The sea breeze blows my long hair.

The more I do this, the more frightened he becomes.

But why, am I not afraid at all?

I stand on the cliff, looking at the sea under the setting sun, it is not far from me.

----

The afterglow of the setting sun lights up the river lanterns for the sea, and I think of the river lanterns on Qiandao Lake that night.

I have been waiting for 17 years, the man I have loved for 17 years, let me set off a string of river lights——

There is a city under Qiandao Lake, and there is a girl named Jiang Sheng in my heart.

But now, I don't have any reason, courage, or even qualifications to return to him.

My body, it's not mine.

My heart, it can't help itself.

So, what else do I have to give completely?
I turned around and saw Cheng Tianyou approaching me slowly, smiled at him, and said, God, I'm sorry.

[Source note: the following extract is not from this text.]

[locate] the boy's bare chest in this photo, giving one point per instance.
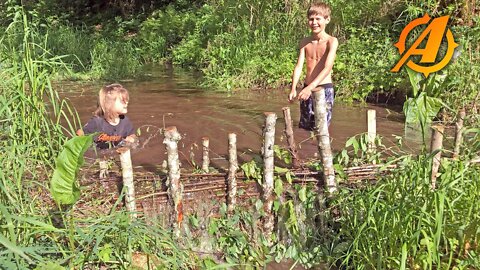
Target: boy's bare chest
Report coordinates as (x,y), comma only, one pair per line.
(316,50)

He looked at me in surprise and said, you...

I said, I tried to love you, but because of him...

Because of him.

I turned my head slowly, and there seemed to be a phantom in front of my eyes—in the sea, the string of river lanterns floating past Qiandao Lake, and the man I have loved for 17 years, standing in the middle of the sea, looking at me slightly smile.

I actually came to see the sea, I am not desperate or sad, I just came to see the sea.

However, as if drawn by a spell, I walked into the sea, where there were river lanterns, him, and smiles, but no more sadness.

Therefore, the moment I jumped off, my heart was as peaceful as the moon in Qiandao Lake.

In the ear, there is wind.

There are birds.

There is freedom.

I heard Cheng Tianyou's painful cry, it was heart-piercing, he said, don't!Ginger...

88 Life and death go hand in hand.

At the age of 17, "Titanic" was staged, and Jack said to Rose, You jump. I jump.
At that time Ning Xin asked me, if I dance, will you also dance?
I said no.

I thought I would never say no.

And at this moment, when I flew down with you, I realized that the answer was only because the person who asked the question was wrong.

It turns out that "You jump. I jump", the best translation is "Life and death go hand in hand".

Jiang Sheng, I love you.

Already arrived, life and death go hand in hand.

89 That man, he spent 17 years to make you fall in love with him, then I will spend 70 years with you to forget.

The sea breeze whistled in my ears.

At this moment, how much I want to hug you so that you will not have fear.

I know, in life, I am not the person you love most; even in death, I am not the one you want to die with you.

Jiang Sheng, at the moment of falling into the sea, let me tell you these love words, please?

That man, he spent 17 years to make you fall in love with him, then I will spend 70 years with you to forget.

At that time, we are all old.

All disturbances are no longer important.

what's your favourite?What unique?

None matter anymore.

The fleeting time freezes each other.

I am 99, you are 91.

I have dementia, and you have gray hair.

You can proudly say to your little great-grandson, look, that silly old grandfather of yours has been chasing me all his life... But in my grandma's heart, there is still another person secretly hidden all the time...

I don't care, old woman.

I just grin with a toothless mouth.

Because the one who stays with you for the rest of your life, protects you, and takes care of you is me.

But I'd be jealous, wife.

Although you are already fainted and old, you can't tell whether you are my aunt or my mother in front of you.

I will urinate everywhere with my great-grandson, making you anxious and angry.

Or let the little great-grandson push me in the wheelchair, hold a walking stick, and fight a duel with the 93-year-old cool old man next door who still refuses to give up on you.

If his wife beats me up for him, old woman, you have to help me too.

……

If God allows us to live, then I will tell you all these little love stories.